歪む湖面に淡く反射する月を見て一瞬だけ笑顔を見せたものの、すぐにもとの暗い表情に戻ってしまった。
(─…もしかしてホタチに見えたのかな)
「明日の再戦が怖い?ミジュマル」
『ミジュ…』
怖いというよりは、自信がないのか。
ホタチはミジュマルにとって最大の強み。それがいきなりあんな形でなくなったらそりゃ自信もなくなる。ミジュマルの気持ちもわからなくはない
「でもだからって何もやらなくて言い訳じゃないよ。」
ホタチがなくってもまだやれることはあるはず。
ミジュマルの後ろにぽつんと置かれているイシズマイ特製の盾。ホタチがない今はあれを使って特訓する他ない。
たしかに馬鹿みたいに不釣り合いな大きさだが、普通に腕立てをするよりはあの盾を使って腕立てをしたほうが効果はあるだろう。それに無駄な特訓なんてものはまずない。

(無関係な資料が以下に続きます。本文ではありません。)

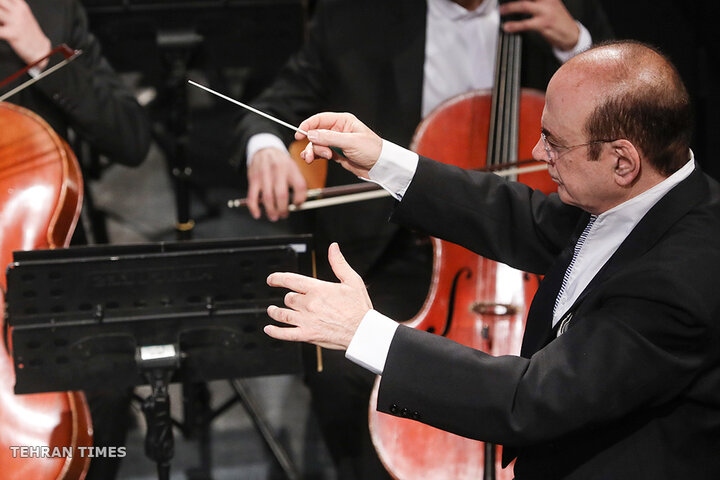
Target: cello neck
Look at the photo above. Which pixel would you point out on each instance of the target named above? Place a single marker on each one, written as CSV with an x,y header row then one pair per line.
x,y
503,135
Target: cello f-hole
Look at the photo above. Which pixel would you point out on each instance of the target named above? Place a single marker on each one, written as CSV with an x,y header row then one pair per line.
x,y
453,296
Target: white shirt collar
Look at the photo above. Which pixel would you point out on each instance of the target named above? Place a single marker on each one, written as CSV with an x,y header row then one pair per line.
x,y
452,11
640,204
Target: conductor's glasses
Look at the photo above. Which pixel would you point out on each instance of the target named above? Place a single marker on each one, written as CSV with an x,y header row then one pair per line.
x,y
554,150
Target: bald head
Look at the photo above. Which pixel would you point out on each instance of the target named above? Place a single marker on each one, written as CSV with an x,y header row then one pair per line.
x,y
637,94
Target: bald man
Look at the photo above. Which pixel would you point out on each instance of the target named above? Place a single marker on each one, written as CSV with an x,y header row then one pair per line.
x,y
619,374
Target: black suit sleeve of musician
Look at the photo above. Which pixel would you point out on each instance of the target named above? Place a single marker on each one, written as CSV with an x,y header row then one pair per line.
x,y
93,98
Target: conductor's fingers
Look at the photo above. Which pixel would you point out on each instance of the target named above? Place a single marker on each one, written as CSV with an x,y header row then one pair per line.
x,y
291,334
284,315
292,281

というより、ホタチに頼りすぎという点を直すことや自身の能力を上げるいいきっかけになるのでは
「…サトシもついてるんだし大丈夫。
それにトレーナーが信じてくれてるんだから、ミジュマルはそれに答えなきゃ。ホタチなら私が探してあげるからさ。
頑張れ、ミジュマル」
人間の自分と違い、狭く小さな背中にポン、と軽く手を当てると首を高く上げたミジュマルにニッと笑いかけた。
途端、目に力が差したミジュマルが立ち上がり、盾を担いで走り込みに行ってしまった。
「(少し休んだら戻ろうと思ったけど…)もうちょい探してみようかな。」
アイリスには夜更かしするなって言われたけど今日くらいはいいよね?
ブーツの紐をきつく結び、調査用のペンライトを片手に再び茂みの中へと足を運んだ。
草を掻き分け、手足に小さな傷を作りながらのホタチを探しを再開して数分、探している最中に偶然見つけた、サトシとミジュマルの特訓の光景。
探すことを忘れて、束の間の休息だ。としばらくじっと見ていた。
──10歳の頃の私とは大違いだな…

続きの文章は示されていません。